= Bragg-Paul Pulsator =

Medical ventilator

The Bragg-Paul Pulsator, also known as the Bragg-Paul respirator, was a non-invasive medical ventilator invented by William Henry Bragg and designed by Robert W. Paul in 1933 for patients unable to breathe for themselves due to illness.

It was the first 'Intermittent Abdominal Pressure Ventilator' (IAPV).

==Design==
The Pulsator applied pressure externally upon the body to force exhalation, and the natural elasticity of the chest and the weight of the internal organs upon the diaphragm produced inhalation when that external pressure was removed. This method is now described as 'intermittent abdominal pressure ventilation', in contrast to negative pressure ventilators, commonly called 'iron lungs', that force inhalation and rely on chest elasticity to produce exhalation.

Bragg came up with the idea for the machine to help a friend suffering from muscular dystrophy. His first version comprised a football bladder strapped to the patient's chest connected to a second football bladder sandwiched between two boards hinged together. Squeezing of the second bladder inflated the first, which compressed the chest and forced exhalation from the lungs. The first version built by scientific instrument maker R W Paul was water-powered - it was used for 17 hours per day for 3 years, except when the water supply froze one hard winter. It consumed about 700 gallons (3 cubic metres) of water per day.

The commercial Pulsator designed by Paul consisted of a belt worn around the patient's abdomen and lower thorax that was rhythmically filled with air from bellows being driven electrically. A gauge indicated the pressure being applied to the chest, and the rate of compression could be modified to suit the patient's breathing. An escape-valve on the bellows controlled the pressure being applied.
The 1934 model could be driven by hand, water or electric power, one case having used water power for a year.
Following an analysis of the ventilation induced by the 1934 model, physiologist Phyllis Tookey Kerridge recommended some modifications that greatly improved the efficiency and usability of the belt.
A quieter and more portable model was produced in 1937.

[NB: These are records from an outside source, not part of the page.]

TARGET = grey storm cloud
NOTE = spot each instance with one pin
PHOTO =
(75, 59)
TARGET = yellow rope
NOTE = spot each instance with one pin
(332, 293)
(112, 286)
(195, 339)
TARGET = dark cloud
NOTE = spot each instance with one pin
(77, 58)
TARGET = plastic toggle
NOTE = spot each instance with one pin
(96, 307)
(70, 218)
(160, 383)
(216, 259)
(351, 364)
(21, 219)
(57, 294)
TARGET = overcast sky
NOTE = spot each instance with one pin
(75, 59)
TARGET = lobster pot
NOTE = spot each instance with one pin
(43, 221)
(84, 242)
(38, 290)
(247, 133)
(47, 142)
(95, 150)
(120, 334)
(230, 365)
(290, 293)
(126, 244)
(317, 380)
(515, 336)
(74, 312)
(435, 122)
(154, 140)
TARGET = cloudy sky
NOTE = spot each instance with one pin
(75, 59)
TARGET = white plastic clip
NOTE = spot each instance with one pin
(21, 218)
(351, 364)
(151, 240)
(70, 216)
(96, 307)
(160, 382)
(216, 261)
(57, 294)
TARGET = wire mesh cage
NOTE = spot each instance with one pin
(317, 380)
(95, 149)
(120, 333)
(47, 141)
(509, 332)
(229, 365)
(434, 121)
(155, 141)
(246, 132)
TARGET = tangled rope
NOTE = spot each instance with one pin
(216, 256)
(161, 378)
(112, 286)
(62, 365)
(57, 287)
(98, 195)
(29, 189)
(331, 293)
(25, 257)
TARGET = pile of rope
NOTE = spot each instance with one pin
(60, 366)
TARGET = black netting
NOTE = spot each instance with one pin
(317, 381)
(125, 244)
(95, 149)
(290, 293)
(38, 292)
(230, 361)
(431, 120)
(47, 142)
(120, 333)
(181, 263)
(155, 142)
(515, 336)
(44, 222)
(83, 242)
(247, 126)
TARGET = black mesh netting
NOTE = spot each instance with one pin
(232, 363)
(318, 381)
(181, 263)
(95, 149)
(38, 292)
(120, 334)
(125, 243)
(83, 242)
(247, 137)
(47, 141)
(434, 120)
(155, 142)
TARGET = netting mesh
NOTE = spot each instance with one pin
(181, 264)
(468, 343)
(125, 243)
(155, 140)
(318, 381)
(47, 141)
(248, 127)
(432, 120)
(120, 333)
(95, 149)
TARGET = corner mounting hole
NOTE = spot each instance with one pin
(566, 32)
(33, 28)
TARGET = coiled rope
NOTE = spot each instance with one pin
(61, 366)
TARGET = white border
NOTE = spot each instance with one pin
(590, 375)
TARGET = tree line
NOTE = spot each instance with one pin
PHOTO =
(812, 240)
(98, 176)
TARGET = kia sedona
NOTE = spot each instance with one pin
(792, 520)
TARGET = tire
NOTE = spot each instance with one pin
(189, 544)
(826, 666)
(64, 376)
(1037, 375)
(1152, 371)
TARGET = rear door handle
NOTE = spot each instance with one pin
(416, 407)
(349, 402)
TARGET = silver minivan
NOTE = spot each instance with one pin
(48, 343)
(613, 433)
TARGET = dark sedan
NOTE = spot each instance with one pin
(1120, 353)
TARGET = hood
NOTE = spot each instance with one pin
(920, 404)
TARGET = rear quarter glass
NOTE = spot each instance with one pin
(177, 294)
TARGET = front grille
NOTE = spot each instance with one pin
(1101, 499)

The advantages of the design were its ease of transportation and use, it did not impede orthopaedic and nursing care, and could prevent lung collapse in some cases. Disadvantages were that inhalation depended upon elastic recoil of the chest and upon gravity pulling the diaphragm back down, and so breathing could be shallow and the patient could not lie down; attention was required in its use, and the action gave the patient more discomfort compared with cabinet (iron lung) respirators.

It was built in Britain by Siebe Gorman & Company Ltd.

==Use==
The Pulsator was used predominantly for the treatment of diphtheria and anterior poliomyelitis-related respiratory paralysis. Other conditions treated with some degree of success were drug overdoses, and muscular dystrophy.

The Pulsator and the 'iron lung' where the only respirators available during the severe outbreak of poliomyelitis in the United Kingdom in 1938. By March 1939 there were 43 Pulsators known to be in use in the British Isles, more common than the 'iron lungs', but already vastly outnumbered by the new Both respirators, which had been selected by a Medical Research Council committee investigating the shortage of equipment needed to cope with the polio epidemic. The Both was chosen over the equally effective Bragg-Paul when Lord Nuffield offered to give the both to hospitals for free. This choice probably curtailed the further development of the Pulsator.

In 1950 the Pulsator was still in use in Great Britain, Ireland and Portugal, still being the preferred ventilator for polio cases in Ireland.

An early documented use of the Pulsator was at the Cork Street Fever Hospital, Dublin. From 1935 to 1938 all cases of post-diphtheria respiratory paralysis were treated with the Pulsator, only one of which died due to respiratory failure (when the machine broke down).

Use of the Pulsator spread in the late 1950s due to its convenience and portability for chronically ill patients.

==Legacy==
The Pulsator provided life-saving treatment for many people in the early days of artificial ventilation. When the only alternative was the 'iron lung', the much less intrusive treatment of the Pulsator allowed for a more normal life for its patients.

As the first 'Intermittent Abdominal Pressure Ventilator', the Pulsator was the forerunner of various newer apparatuses, in particular the 'Pneumobelt' which subsequently became a generic name for the genre.
A 1991 study concluded that IAPV was effective for the long-term daytime treatment of respiratory insufficiency and could avoid the need for tracheostomy. While the less-severely ill patients preferred IPPV (intermittent positive pressure ventilation), IAPV was found to be best for severe cases, and was the preferred type of mechanical assistance in the seated position. However it should not be used for 24 hours a day, and its effectiveness for some patients could decline after years of use.

Although considered obsolete by 2014, superseded by newer types of ventilators, Pneumobelts were still manufactured at least until 2008.